Getting Started Using Mesos/Marathon

This tutorial leverages Vagrant and VirtualBox to deploy Apache Mesos, Marathon and Cilium. You will run Cilium to apply a simple policy between a simulated web-service and clients. This tutorial can be run on any operating system supported by Vagrant including Linux, macOS, and Windows.

For more information on Apache Mesos and Marathon orchestration, check out the Mesos and Marathon GitHub pages, respectively.

If you haven’t read the Introduction to Cilium yet, we’d encourage you to do that first.

The best way to get help if you get stuck is to ask a question on the Cilium Slack channel.
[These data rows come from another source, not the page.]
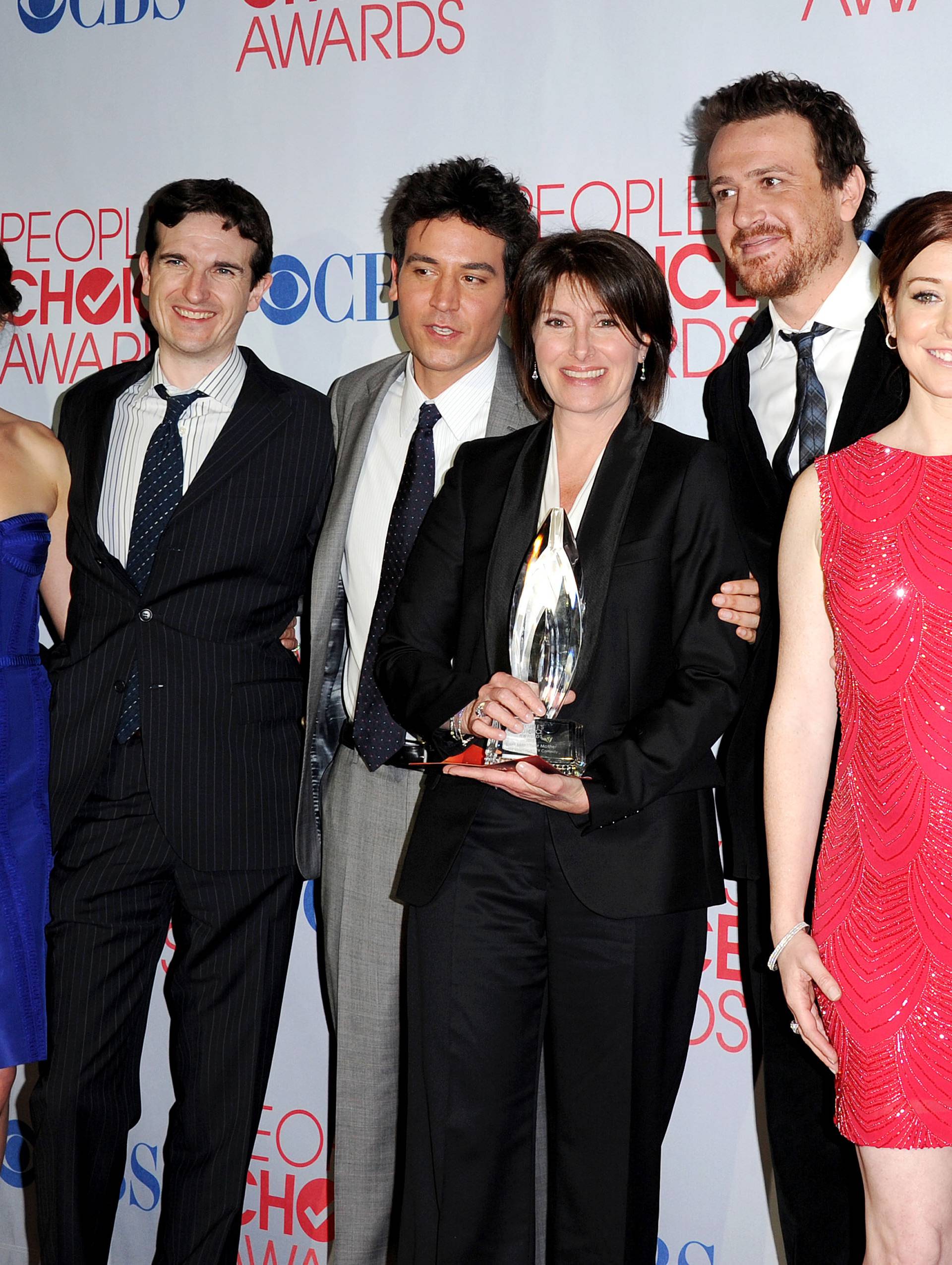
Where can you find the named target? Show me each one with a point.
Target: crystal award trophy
(545, 638)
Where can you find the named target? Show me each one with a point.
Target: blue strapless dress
(24, 772)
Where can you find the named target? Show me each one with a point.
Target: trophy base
(560, 743)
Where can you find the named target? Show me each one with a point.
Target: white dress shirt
(773, 364)
(138, 413)
(465, 415)
(551, 491)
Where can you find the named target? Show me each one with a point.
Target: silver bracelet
(784, 943)
(457, 728)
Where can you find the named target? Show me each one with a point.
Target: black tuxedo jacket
(658, 676)
(220, 697)
(877, 392)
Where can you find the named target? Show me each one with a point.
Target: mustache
(763, 229)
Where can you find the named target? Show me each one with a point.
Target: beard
(801, 263)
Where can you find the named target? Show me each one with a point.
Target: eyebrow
(597, 312)
(218, 263)
(465, 267)
(757, 171)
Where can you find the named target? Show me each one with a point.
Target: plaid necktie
(811, 409)
(159, 494)
(377, 737)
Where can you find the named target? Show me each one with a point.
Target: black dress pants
(116, 886)
(504, 939)
(816, 1171)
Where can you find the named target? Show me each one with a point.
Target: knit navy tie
(159, 494)
(811, 409)
(377, 737)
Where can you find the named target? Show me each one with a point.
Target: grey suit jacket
(355, 403)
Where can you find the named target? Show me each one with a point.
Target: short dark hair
(919, 223)
(624, 276)
(473, 190)
(236, 205)
(840, 144)
(9, 294)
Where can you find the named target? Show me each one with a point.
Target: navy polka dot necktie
(810, 417)
(159, 494)
(377, 737)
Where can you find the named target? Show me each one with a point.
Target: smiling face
(776, 223)
(200, 288)
(452, 293)
(921, 319)
(586, 357)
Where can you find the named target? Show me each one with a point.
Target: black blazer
(220, 698)
(877, 392)
(658, 676)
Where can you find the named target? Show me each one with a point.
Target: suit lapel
(515, 533)
(507, 409)
(352, 448)
(100, 412)
(602, 524)
(751, 440)
(877, 389)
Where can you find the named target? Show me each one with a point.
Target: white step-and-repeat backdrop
(319, 109)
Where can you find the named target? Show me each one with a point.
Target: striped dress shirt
(138, 413)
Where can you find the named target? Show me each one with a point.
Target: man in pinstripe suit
(200, 480)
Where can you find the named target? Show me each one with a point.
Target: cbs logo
(41, 17)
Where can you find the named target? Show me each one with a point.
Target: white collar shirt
(465, 415)
(551, 491)
(138, 413)
(773, 364)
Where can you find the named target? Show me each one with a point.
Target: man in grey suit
(459, 231)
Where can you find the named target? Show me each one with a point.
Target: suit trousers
(116, 886)
(816, 1169)
(366, 824)
(505, 938)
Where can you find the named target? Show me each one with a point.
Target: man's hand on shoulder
(739, 604)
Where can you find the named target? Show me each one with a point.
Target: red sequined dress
(883, 915)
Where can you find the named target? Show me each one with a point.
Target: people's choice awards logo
(859, 8)
(81, 308)
(711, 308)
(358, 33)
(41, 17)
(282, 1199)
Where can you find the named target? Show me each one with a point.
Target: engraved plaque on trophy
(545, 638)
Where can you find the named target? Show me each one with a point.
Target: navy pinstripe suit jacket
(222, 698)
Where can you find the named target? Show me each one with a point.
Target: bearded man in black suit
(793, 190)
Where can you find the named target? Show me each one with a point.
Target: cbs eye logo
(41, 17)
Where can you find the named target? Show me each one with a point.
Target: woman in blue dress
(35, 481)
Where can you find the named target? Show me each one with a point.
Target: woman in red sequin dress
(866, 576)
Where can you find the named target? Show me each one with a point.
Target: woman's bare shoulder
(35, 440)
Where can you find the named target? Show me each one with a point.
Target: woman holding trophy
(583, 552)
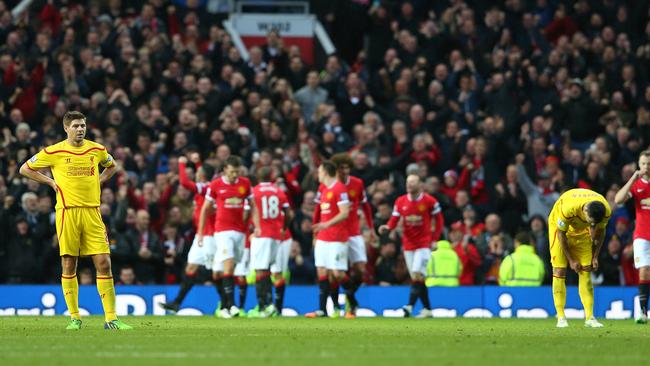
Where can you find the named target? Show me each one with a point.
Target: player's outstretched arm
(599, 239)
(624, 193)
(255, 216)
(37, 176)
(205, 211)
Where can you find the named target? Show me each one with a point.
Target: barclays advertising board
(480, 302)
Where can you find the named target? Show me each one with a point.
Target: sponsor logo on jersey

With Cilium contributors across the globe, there is almost always someone available to help.

Step 0: Install Vagrant

You need to run at least Vagrant version 1.8.3 or you will run into issues booting the Ubuntu 16.10 base image. You can verify by running vagrant --version.

If you don’t already have Vagrant installed, follow the Vagrant Install Instructions or see Download Vagrant for newer versions.
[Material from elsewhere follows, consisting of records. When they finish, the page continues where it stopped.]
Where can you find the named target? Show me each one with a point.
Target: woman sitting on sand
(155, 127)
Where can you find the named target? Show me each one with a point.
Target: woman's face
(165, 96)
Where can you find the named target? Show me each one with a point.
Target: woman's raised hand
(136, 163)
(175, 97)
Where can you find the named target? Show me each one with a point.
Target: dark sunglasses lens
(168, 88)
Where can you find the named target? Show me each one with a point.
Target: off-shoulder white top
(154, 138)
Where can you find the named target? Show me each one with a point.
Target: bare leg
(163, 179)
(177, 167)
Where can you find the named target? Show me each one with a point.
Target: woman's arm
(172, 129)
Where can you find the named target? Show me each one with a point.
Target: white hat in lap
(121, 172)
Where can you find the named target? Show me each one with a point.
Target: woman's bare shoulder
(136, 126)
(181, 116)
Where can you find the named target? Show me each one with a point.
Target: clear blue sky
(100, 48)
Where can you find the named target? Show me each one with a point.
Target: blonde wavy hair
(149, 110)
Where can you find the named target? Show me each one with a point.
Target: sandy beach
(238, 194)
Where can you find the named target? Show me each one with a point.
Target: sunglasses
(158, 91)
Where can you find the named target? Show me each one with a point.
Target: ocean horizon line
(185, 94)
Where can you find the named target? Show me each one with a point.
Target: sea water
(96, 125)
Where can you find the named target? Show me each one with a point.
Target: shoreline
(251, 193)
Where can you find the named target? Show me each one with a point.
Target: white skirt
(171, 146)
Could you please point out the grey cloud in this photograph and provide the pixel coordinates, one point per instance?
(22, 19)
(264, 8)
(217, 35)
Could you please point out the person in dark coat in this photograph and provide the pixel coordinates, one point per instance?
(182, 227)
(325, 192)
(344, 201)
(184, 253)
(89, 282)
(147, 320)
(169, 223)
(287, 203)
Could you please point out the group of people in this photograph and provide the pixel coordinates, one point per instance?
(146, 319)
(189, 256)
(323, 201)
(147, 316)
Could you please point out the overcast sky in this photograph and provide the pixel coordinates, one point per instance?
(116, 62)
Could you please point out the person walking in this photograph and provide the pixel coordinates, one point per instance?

Step 1: Download the Cilium Source Code

Download the latest Cilium source code and unzip the files.

Alternatively, if you are a developer, feel free to clone the repository:

$ git clone https://github.com/cilium/cilium

Step 2: Starting a VM with Cilium

Open a terminal and navigate into the top of the cilium source directory.
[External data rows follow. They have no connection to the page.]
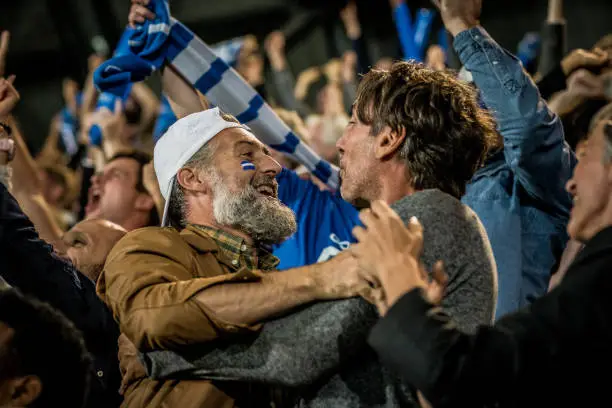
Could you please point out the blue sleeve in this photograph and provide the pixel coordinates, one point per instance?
(405, 31)
(29, 264)
(534, 145)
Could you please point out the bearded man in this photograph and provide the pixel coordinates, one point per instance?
(208, 280)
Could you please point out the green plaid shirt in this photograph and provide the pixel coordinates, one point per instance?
(239, 252)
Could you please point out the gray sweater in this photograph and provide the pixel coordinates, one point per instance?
(320, 350)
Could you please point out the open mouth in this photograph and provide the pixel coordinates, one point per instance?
(267, 190)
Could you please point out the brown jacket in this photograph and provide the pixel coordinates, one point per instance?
(149, 281)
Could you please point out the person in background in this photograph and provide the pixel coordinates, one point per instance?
(31, 265)
(56, 375)
(118, 194)
(560, 342)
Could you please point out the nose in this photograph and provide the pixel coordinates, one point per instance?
(269, 166)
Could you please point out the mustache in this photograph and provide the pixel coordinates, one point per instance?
(265, 181)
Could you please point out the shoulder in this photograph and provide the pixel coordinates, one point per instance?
(149, 237)
(154, 242)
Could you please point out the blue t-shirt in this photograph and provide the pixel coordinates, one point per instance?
(325, 222)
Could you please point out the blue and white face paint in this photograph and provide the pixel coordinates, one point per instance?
(247, 165)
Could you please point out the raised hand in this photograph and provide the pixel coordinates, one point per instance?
(584, 59)
(389, 254)
(8, 97)
(459, 15)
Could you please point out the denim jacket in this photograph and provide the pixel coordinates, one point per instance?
(520, 193)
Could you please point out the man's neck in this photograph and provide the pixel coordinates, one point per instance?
(224, 228)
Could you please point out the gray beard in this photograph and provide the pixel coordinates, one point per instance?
(265, 219)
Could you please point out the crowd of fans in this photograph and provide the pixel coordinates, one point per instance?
(157, 253)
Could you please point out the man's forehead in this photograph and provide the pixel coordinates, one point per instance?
(233, 137)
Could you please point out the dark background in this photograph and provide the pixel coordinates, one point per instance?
(51, 39)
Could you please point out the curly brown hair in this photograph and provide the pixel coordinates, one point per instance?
(448, 134)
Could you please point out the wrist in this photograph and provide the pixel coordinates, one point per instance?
(353, 31)
(457, 26)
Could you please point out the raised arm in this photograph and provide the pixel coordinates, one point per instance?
(148, 283)
(533, 137)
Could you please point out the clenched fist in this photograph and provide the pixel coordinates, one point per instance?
(459, 15)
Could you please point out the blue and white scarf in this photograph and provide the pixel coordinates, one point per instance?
(166, 39)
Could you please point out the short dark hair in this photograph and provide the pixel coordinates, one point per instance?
(448, 134)
(143, 158)
(45, 344)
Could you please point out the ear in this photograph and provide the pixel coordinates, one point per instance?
(193, 180)
(388, 142)
(25, 390)
(144, 202)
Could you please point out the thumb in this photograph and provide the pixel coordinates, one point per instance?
(118, 108)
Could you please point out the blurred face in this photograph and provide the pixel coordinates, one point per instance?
(113, 195)
(590, 187)
(88, 244)
(358, 164)
(245, 197)
(52, 190)
(436, 58)
(330, 100)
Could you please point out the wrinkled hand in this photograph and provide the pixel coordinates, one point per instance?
(8, 97)
(585, 84)
(7, 147)
(459, 15)
(339, 278)
(139, 13)
(388, 253)
(584, 59)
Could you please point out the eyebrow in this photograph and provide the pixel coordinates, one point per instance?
(253, 145)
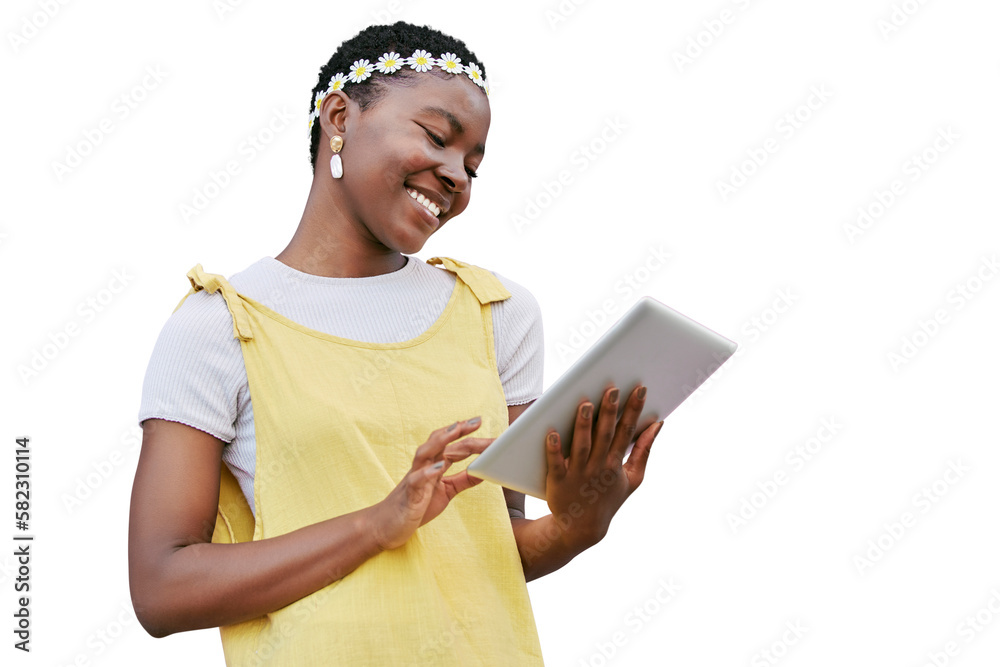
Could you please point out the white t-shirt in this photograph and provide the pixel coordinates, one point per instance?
(196, 374)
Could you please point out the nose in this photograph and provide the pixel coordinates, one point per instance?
(454, 177)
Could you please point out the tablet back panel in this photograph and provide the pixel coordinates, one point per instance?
(651, 344)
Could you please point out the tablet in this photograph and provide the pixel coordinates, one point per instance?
(651, 344)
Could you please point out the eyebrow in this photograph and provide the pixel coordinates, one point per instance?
(456, 125)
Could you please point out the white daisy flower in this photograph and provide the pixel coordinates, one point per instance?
(360, 70)
(389, 63)
(337, 82)
(420, 61)
(476, 74)
(451, 63)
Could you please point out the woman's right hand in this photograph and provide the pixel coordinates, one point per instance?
(424, 492)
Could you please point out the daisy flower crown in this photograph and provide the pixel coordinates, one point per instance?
(421, 61)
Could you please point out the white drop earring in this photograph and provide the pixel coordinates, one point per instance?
(336, 164)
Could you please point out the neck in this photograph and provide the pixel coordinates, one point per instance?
(330, 243)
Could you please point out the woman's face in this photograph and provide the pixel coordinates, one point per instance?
(424, 139)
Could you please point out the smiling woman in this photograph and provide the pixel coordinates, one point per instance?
(314, 524)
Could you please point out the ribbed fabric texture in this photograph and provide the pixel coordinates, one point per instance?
(196, 373)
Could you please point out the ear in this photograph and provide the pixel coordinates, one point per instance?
(334, 113)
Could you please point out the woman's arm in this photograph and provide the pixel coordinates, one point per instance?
(180, 580)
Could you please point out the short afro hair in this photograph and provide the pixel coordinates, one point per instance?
(401, 37)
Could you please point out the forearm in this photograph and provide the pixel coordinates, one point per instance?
(545, 546)
(204, 585)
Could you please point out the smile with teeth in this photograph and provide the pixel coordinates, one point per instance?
(427, 203)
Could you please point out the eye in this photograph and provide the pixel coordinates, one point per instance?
(435, 138)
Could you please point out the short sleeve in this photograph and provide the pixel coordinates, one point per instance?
(194, 370)
(517, 327)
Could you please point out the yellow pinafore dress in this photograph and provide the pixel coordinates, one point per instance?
(337, 424)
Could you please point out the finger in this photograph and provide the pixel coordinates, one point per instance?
(580, 446)
(460, 482)
(463, 448)
(635, 467)
(553, 457)
(604, 429)
(431, 450)
(420, 484)
(627, 426)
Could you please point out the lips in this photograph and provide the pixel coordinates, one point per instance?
(425, 200)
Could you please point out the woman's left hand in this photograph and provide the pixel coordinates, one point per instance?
(585, 490)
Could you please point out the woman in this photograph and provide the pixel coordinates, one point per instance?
(332, 535)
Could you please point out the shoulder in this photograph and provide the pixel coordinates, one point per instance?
(522, 303)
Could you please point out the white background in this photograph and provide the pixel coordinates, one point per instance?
(672, 132)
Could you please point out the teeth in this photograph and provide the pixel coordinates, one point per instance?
(428, 204)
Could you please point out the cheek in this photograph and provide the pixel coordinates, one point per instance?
(460, 204)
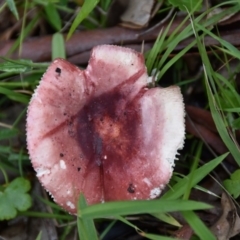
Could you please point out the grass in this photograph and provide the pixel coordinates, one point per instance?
(18, 79)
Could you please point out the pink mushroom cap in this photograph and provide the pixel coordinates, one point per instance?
(102, 131)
Then navigate into examples/mesos and run vagrant up:

$ cd examples/mesos
$ vagrant up

The script usually takes a few minutes depending on the speed of your internet connection. Vagrant will set up a VM, install Mesos & Marathon, run Cilium with the help of Docker compose, and start up the Mesos master and slave services. When the script completes successfully, it will print:

==> default: Creating cilium-kvstore
Creating cilium-kvstore ... done
==> default: Creating cilium ...
==> default: Creating cilium
Creating cilium ... done
==> default: Installing loopback driver...
==> default: Installing cilium-cni to /host/opt/cni/bin/ ...
==> default: Installing new /host/etc/cni/net.d/10-cilium.conf ...
==> default: Deploying Vagrant VM + Cilium + Mesos...done
$

If the script exits with an error message, do not attempt to proceed with the tutorial, as later steps will not work properly. Instead, contact us on the Cilium Slack channel.

Step 3: Accessing the VM

After the script has successfully completed, you can log into the VM using vagrant ssh:

$ vagrant ssh

All commands for the rest of the tutorial below should be run from inside this Vagrant VM. If you end up disconnecting from this VM, you can always reconnect by going to the examples/mesos directory and then running the command vagrant ssh.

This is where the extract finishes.